Ramos pushed Sanders on his statements in a Vox interview opposing open borders, a proposal that—while not in the mainstream political conversation—is seen by economists as having the potential to boost livelihoods around the world. “Do I believe, does any member of Congress believe, does any Presidential candidate believe that you simply open the borders and you have millions of people who are unskilled coming into this country?” Sanders asked. “Open borders is not a good thing.”
He said open borders would lead to more unemployment, and that his stance was not anti-immigrant. “Immigration makes America stronger,” said Sanders, whose father was a Polish immigrant.
Sanders has been criticized for his reluctance at embracing the Black Lives Matter movement. But in the interview, he articulated a strong endorsement of the movement’s goals, mentioning by name several recent African-American victims.

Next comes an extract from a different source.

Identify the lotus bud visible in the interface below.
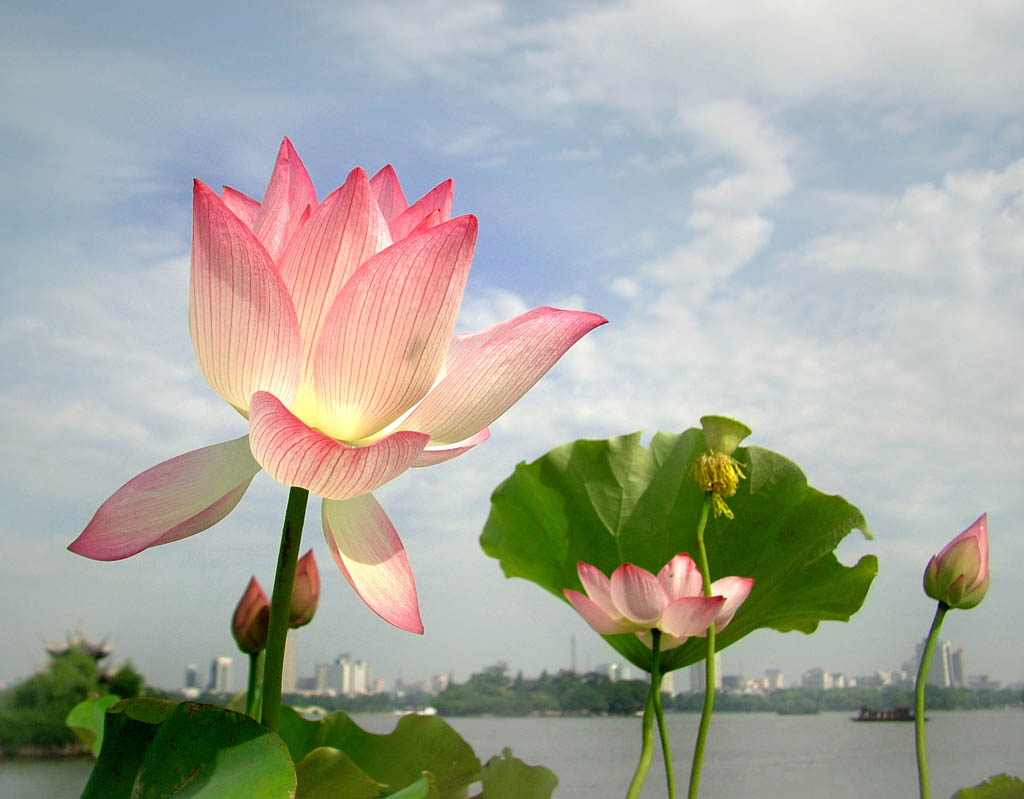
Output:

“What we are seeing, every day now it appears, is unarmed black people getting shot in the head in a car, we just saw that with Samuel DuBose the other day, Sandra Bland being dragged out of her car, thrown into jail, dead three days later, for the crime of not signaling a right turn,” Sanders said.
He pushed back on Ramos’ suggestion that he had needed to “rectify” his position on the movement since he was booed and heckled by Black Lives Matter activists during appearance at the Netroots Nation conference earlier this month.
“This is a huge issue,” Sanders, a Senator from Vermont, said. “My position for 50 years has been a strong advocate for justice and civil rights.”
He specifically called for a reduction of black and latino unemployment and reform of prison and police policies. “In America, we have made progress over the years, but what we are seeing in terms of police departments, in terms of discrimination tells me we have a long, long way to go,” he said.
Sanders is currently trailing Democratic frontrunner Hillary Clinton in the polls, 55 percent to 17 percent, according to the latest polling. But he sounds optimistic about his chances. “One of the exciting aspects of the campaign is that we have been attracting a lot of young people, and that makes me feel very good,” Sanders said. “There’s a lot of energy in the campaign.”